Oğuz denmesinin bir sebebi de, çok güçlü olmasındandır.(Türk gibi güçlü!)  
Kur'an-ı Kerim'de; Allah'a kurban edilecek kurbanlıklar arasında; keçi, koyun, deve, sığır sayılmaktadır. Bunlardan en makbulü, *gücünden* dolayı sığırdır. Koyun, keçi vs. göre daha güçlüdür...  
*İlahi esrariye de Allah'a kurban millet (*gücünden dolayı*) ; TÜRK MİLLETİDİR*! (Ariflere)  
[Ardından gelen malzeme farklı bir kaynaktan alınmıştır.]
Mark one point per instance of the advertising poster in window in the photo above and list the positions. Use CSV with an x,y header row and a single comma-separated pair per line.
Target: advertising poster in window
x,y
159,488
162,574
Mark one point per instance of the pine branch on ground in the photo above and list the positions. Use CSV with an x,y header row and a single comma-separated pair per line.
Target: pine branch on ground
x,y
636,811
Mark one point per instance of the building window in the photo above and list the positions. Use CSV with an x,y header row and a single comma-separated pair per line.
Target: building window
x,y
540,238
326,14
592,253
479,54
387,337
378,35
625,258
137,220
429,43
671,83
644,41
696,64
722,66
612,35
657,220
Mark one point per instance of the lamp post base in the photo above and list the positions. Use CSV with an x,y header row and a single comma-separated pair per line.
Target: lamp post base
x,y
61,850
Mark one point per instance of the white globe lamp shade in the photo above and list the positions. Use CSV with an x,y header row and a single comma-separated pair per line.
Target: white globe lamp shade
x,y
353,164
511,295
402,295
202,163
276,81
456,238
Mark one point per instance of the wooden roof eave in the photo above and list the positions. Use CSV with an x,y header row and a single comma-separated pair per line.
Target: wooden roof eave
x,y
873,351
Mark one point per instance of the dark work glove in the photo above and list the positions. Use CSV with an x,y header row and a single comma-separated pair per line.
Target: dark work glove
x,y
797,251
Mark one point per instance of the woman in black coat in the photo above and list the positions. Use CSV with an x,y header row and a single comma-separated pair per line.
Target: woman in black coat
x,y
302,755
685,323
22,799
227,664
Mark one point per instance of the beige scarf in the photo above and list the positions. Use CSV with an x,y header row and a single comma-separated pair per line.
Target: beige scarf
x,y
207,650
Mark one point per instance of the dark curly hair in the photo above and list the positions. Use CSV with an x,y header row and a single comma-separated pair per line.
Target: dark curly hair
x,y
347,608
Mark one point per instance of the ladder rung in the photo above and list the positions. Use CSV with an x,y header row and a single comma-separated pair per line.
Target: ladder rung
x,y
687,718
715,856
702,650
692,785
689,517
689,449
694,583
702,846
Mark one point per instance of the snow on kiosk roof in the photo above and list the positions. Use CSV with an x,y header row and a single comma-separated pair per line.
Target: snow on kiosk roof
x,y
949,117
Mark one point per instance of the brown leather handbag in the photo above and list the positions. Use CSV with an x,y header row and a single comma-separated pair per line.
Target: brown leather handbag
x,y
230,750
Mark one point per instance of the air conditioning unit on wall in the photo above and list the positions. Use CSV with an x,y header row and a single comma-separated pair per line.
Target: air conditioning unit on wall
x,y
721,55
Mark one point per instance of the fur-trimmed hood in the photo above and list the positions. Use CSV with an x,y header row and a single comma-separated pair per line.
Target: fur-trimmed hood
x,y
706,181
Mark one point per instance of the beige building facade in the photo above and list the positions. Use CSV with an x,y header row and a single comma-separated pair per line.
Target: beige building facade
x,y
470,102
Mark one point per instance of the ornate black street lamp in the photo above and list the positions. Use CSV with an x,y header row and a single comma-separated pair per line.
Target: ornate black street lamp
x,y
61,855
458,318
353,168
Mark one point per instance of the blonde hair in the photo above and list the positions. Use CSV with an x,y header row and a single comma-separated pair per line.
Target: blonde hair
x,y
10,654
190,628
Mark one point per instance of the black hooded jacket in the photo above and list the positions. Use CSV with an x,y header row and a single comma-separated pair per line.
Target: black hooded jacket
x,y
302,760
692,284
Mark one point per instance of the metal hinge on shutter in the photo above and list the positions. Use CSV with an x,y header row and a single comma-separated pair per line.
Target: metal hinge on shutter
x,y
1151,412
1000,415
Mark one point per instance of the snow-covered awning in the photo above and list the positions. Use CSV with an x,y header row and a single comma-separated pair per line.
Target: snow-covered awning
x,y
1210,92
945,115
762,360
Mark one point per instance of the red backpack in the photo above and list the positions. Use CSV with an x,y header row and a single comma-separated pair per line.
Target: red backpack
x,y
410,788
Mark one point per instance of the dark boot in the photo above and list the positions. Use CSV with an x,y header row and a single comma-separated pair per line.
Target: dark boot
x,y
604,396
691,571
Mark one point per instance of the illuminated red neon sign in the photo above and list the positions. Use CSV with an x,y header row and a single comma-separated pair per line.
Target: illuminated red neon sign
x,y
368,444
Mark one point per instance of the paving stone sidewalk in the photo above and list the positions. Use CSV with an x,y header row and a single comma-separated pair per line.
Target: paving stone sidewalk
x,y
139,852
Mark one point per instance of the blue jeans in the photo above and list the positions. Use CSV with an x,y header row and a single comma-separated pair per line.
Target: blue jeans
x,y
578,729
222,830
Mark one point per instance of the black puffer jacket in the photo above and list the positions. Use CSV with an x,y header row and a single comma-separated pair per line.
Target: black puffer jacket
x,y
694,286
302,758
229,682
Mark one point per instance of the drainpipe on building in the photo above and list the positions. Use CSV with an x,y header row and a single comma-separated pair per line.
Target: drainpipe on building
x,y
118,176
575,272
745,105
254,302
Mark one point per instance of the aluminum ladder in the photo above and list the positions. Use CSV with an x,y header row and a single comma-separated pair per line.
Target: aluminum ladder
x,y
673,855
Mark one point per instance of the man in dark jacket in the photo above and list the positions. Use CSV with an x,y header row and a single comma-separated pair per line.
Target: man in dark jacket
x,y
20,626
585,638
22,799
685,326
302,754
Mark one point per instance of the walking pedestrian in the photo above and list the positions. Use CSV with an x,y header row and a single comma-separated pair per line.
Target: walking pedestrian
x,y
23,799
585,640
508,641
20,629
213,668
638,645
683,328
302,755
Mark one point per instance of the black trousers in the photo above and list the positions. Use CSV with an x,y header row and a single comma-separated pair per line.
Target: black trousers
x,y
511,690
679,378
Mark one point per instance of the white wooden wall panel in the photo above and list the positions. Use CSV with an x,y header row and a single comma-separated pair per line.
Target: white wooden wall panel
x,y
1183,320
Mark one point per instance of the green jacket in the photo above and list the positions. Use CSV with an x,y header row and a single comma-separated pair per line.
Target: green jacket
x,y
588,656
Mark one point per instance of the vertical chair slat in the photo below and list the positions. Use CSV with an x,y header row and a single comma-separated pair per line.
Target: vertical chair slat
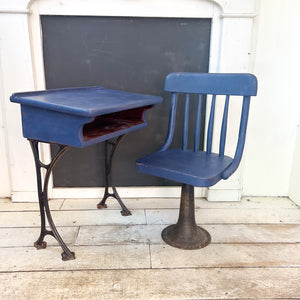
x,y
198,124
211,125
224,127
186,123
171,122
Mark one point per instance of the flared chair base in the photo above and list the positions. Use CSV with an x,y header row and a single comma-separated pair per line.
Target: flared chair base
x,y
186,234
186,238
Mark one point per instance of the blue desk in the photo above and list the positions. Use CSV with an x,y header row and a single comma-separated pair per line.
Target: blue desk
x,y
78,117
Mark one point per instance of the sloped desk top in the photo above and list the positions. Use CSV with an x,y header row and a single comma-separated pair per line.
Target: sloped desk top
x,y
81,116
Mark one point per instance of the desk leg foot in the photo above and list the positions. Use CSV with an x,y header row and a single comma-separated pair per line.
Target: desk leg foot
x,y
40,245
65,256
43,199
108,178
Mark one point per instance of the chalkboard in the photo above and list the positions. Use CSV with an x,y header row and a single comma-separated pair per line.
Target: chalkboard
x,y
129,54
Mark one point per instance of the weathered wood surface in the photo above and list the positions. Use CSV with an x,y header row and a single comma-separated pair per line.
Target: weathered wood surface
x,y
221,233
255,252
228,216
200,283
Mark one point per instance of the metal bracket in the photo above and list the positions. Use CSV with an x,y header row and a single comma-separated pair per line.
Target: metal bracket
x,y
108,178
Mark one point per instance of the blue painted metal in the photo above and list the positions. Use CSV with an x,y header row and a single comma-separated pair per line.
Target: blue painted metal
x,y
186,122
224,127
74,116
197,124
202,168
212,83
211,125
171,127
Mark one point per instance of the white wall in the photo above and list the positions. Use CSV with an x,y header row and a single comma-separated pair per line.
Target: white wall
x,y
275,111
4,170
294,192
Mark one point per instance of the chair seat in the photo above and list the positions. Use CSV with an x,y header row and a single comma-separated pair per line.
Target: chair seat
x,y
194,168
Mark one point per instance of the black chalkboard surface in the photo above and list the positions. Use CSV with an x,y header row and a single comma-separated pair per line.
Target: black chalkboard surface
x,y
123,53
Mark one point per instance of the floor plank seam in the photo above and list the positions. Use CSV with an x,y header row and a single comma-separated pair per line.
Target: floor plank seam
x,y
144,269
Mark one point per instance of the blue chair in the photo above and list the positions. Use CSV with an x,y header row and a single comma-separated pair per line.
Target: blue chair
x,y
194,167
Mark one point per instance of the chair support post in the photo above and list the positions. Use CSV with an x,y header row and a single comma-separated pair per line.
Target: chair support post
x,y
186,234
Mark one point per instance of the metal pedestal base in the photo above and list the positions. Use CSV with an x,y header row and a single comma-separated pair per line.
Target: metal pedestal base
x,y
108,178
186,234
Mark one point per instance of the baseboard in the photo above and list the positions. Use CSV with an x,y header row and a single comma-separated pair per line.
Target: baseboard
x,y
223,195
124,192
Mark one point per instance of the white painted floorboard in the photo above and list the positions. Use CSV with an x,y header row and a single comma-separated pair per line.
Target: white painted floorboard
x,y
254,254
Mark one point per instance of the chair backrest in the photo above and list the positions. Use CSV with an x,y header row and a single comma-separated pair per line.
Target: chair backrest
x,y
214,84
*Bilge Kağan acaba Oğuz Kağan mıdır?*  
(Unutmayalım ki, bilge lakabi bir isimdir, az önce de söylediğimiz gibi; Bilge denmesi; bilgili, alim, erdemli bir insan olmasındandır.)  
*BİLGE KAĞAN (OĞUZ KAĞAN) = ZÜLKARNEYN (A.S)*  
 Şimdi gelelim ilahi mesaja:  
 *Türk Millet'i ahir zamanda büyük rol oynayacaktır.* (Ordusuyla, milletiyle, mayasıyla…) Gazi Paşa; bu sırrı, ariflere, birkaç kelimeyle şöyle ifade etmiştir:  
"*Muhtaç olduğun kudret damarlarındaki asil kanda mevcuttur!"*  
 Burada anlatılmak istenen, üstte de anlattığımız gibi Türk Milleti'nin mayasıdır. O mayanın; bu milletin genlerinde, karakterinde –unutulmuş bile olsa- yukarıdaki sırrın, kudretin Allah'tan olduğu bilgisidir.  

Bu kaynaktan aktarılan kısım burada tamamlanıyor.